OVP: Best Picture (2015)
The Nominees Were...
Brad Pitt, Dede Gardner, & Jeremy Kleiner, The Big Short
Steven Spielberg, Marc Platt, & Kristie Macosko Krieger, Bridge of Spies
Finola Dwyer & Amanda Posey, Brooklyn
Doug Mitchell & George Miller, Mad Max: Fury Road
Simon Kinberg, Ridley Scott, Michael Schaefer, & Mark Huffam, The Martian
Amon Milchan, Steve Golin, Alejandro Gonzalez Inarritu, Mary Parent, & Keith Redmon, The Revenant
Ed Guiney, Room
Michael Sugar, Steve Golin, Nicole Rocklin, & Blye Pagon Faust, Spotlight
Steven Spielberg, Marc Platt, & Kristie Macosko Krieger, Bridge of Spies
Finola Dwyer & Amanda Posey, Brooklyn
Doug Mitchell & George Miller, Mad Max: Fury Road
Simon Kinberg, Ridley Scott, Michael Schaefer, & Mark Huffam, The Martian
Amon Milchan, Steve Golin, Alejandro Gonzalez Inarritu, Mary Parent, & Keith Redmon, The Revenant
Ed Guiney, Room
Michael Sugar, Steve Golin, Nicole Rocklin, & Blye Pagon Faust, Spotlight
My Thoughts: We are finally finishing off our look at the 2015 movies. While of course there will inevitably be first time viewings of pictures from that year that will be discussed in the future, in terms of our Oscar Viewing Project, we are now complete with this post. On Monday, we'll be investigating a new year, one that based on the work I've already done it should be roughly a 10-week exploration of 2016, but for now I've made you wait long enough-it's time to discuss the eight pictures that the Oscars deemed the most worthy for its highest honor.

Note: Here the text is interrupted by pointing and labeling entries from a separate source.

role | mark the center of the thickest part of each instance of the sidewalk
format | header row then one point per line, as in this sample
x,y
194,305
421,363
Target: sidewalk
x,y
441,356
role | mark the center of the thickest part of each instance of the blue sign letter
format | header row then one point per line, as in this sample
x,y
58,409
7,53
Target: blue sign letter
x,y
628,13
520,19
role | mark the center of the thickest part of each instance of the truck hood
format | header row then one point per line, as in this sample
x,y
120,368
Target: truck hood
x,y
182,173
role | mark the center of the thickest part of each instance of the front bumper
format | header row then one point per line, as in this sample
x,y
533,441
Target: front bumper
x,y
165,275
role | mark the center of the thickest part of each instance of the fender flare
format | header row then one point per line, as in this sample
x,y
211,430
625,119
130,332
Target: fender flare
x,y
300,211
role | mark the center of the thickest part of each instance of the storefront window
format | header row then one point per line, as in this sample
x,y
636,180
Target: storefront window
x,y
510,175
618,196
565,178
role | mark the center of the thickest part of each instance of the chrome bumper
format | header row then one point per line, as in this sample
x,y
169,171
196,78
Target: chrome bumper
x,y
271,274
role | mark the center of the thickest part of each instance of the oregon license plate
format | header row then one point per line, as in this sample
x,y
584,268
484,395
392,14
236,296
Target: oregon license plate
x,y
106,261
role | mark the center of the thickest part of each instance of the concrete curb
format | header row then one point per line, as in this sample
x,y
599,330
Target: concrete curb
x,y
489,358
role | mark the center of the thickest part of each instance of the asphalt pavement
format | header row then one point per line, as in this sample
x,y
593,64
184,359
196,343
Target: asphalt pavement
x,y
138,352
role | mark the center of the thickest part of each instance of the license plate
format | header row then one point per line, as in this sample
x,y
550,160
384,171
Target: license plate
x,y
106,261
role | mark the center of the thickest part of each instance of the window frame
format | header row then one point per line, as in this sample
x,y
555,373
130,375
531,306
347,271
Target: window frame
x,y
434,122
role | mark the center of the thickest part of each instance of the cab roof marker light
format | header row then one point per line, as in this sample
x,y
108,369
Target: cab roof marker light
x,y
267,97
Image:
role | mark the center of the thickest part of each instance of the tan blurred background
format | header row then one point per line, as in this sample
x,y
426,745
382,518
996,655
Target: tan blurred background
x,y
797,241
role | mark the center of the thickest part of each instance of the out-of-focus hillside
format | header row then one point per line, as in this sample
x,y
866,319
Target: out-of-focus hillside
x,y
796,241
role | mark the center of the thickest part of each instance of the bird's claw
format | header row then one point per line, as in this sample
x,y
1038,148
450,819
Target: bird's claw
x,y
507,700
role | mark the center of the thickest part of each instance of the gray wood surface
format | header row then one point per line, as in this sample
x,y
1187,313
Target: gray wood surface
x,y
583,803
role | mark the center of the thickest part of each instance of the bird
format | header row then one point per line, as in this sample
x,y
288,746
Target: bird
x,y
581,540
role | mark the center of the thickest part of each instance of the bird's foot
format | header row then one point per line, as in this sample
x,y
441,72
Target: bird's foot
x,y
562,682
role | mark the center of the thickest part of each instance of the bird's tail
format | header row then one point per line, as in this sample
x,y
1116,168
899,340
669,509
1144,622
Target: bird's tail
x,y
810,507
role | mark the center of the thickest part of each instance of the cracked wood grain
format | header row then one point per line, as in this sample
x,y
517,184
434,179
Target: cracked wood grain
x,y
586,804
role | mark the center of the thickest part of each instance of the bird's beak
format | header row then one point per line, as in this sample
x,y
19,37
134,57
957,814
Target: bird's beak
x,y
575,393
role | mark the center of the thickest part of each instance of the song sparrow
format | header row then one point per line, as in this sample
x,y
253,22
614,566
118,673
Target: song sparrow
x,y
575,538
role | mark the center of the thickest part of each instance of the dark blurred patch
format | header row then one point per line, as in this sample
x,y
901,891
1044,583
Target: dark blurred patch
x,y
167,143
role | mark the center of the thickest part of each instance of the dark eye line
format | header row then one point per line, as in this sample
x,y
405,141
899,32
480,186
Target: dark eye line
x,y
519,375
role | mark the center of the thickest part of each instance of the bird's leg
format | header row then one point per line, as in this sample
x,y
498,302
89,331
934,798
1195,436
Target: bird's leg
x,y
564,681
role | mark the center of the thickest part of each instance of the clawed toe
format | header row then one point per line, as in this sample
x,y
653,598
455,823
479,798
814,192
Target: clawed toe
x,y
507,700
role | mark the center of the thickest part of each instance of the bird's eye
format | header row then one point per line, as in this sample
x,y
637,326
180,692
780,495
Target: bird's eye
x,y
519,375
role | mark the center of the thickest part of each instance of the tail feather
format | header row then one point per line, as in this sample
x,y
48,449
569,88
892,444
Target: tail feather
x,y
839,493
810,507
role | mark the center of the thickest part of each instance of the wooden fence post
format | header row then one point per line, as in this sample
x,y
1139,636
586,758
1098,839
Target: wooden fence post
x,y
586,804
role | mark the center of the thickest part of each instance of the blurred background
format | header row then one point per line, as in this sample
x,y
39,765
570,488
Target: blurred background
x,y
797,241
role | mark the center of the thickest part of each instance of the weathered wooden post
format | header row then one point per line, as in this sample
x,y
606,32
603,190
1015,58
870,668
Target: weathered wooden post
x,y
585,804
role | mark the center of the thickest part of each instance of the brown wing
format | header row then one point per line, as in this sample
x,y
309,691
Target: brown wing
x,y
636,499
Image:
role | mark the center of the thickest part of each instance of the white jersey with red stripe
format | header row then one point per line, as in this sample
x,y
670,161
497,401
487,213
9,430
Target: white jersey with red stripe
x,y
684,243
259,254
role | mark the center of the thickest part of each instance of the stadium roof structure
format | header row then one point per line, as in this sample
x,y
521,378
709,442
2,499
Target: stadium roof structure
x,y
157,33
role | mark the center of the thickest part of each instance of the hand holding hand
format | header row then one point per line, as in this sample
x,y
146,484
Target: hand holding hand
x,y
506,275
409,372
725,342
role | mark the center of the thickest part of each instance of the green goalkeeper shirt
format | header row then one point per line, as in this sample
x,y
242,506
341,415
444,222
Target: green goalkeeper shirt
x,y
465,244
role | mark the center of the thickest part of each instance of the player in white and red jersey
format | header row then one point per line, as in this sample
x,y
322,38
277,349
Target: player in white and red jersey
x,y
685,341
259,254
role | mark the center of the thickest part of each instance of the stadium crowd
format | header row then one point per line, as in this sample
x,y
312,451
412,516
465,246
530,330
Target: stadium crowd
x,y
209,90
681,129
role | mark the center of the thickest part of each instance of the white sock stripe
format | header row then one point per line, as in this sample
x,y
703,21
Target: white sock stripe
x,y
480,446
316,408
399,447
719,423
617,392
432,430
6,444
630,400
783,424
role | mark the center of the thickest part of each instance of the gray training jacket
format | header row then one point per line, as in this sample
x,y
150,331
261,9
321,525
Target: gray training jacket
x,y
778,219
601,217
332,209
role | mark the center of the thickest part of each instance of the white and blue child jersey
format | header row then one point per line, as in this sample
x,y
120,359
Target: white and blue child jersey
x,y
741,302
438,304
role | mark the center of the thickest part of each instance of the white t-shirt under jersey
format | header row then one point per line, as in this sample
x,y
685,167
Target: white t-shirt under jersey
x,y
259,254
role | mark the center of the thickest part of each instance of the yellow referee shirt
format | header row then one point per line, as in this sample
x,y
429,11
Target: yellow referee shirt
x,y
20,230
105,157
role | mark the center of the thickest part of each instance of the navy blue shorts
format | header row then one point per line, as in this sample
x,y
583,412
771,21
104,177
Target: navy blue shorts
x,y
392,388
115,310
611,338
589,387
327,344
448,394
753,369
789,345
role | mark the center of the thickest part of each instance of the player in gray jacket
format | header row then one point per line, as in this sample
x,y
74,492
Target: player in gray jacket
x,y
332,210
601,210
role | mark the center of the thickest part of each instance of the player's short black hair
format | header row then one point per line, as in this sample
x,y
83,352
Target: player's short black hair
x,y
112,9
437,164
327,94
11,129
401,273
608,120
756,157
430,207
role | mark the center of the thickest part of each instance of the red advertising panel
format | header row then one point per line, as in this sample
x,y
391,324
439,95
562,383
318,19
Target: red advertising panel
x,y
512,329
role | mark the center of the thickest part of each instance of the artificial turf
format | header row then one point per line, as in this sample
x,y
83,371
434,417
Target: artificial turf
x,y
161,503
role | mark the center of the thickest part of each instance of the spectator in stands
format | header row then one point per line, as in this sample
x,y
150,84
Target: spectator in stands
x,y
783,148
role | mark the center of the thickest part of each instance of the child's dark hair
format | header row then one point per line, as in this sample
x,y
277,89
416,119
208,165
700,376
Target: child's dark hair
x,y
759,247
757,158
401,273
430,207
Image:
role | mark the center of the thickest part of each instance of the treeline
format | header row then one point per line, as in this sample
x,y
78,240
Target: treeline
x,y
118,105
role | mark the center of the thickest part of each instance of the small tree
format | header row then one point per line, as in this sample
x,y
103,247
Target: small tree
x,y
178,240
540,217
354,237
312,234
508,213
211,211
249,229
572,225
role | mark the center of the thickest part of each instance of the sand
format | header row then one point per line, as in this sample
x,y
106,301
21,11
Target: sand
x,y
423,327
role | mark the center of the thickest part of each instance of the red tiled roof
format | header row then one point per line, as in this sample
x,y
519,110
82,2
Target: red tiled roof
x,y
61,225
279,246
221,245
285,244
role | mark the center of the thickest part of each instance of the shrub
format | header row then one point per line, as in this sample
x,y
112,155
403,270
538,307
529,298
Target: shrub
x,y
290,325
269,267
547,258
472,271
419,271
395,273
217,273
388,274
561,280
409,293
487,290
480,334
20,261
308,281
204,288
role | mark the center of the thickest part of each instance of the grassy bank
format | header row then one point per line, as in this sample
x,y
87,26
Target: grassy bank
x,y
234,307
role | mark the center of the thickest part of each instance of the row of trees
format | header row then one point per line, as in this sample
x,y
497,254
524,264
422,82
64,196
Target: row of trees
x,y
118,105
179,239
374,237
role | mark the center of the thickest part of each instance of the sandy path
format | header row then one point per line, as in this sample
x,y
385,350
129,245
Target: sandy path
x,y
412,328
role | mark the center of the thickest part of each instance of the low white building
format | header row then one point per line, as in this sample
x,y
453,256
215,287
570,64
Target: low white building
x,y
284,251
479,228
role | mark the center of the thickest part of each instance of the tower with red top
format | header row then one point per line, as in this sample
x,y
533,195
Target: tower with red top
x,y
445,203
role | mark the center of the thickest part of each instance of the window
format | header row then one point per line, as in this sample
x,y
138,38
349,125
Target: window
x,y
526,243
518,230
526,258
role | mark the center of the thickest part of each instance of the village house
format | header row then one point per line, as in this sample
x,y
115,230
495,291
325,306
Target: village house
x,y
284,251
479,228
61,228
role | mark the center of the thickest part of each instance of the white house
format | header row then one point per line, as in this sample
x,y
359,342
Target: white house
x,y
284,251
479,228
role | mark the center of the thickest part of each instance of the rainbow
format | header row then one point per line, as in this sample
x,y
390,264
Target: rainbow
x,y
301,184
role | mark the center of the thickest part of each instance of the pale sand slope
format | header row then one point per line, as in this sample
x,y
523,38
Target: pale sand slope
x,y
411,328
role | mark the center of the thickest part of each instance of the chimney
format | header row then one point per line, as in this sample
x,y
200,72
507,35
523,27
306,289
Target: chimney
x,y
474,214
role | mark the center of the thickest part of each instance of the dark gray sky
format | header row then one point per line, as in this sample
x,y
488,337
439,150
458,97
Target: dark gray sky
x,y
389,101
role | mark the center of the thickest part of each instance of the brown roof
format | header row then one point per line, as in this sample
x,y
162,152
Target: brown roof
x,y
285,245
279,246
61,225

We're going to start with the movie I feel like we've discussed the most in this series, Mad Max: Fury Road. Recent viewings have actually made me appreciate Fury Road a bit more, understanding just where the Mad Max universe started and how much it evolved through the years. The film itself is an action-adventure visual smorgasbord, one that doesn't seem to mind its rather routine script because it's so full of a glorious feast for the eyes. I am more a plot person than someone who can be swept up in the grandeur of what's happening on the screen, but I'm not immune, and by-far Fury Road is the movie with the most distinctive palette of these pictures, and likely the movie that will be best-remembered years from now when other people reassess this field.
The movie that might be the least remembered is the sturdy, but a bit dull, Bridge of Spies. Late films in Steven Spielberg's career have all been in the sturdy-but-dull mode, in my opinion, visually impressive (he can afford the best production team in Hollywood), but lacking in the same emotional investment that his original works earlier in his career (Jaws, Raiders, ET) were able to achieve. It's frequently as if he took the wrong message from Schindler and just thought the "historical" nature of the film was what made it great, not the emotional one. That's clear here, where only the Francis Gary Powers scene above the earth equals anything similar to what Spielberg could make in his heyday, and frequently it's just staid, traditional drama that's elevated by two Oscar-winning performers (Tom Hanks & Mark Rylance). Good, but hardly memorable.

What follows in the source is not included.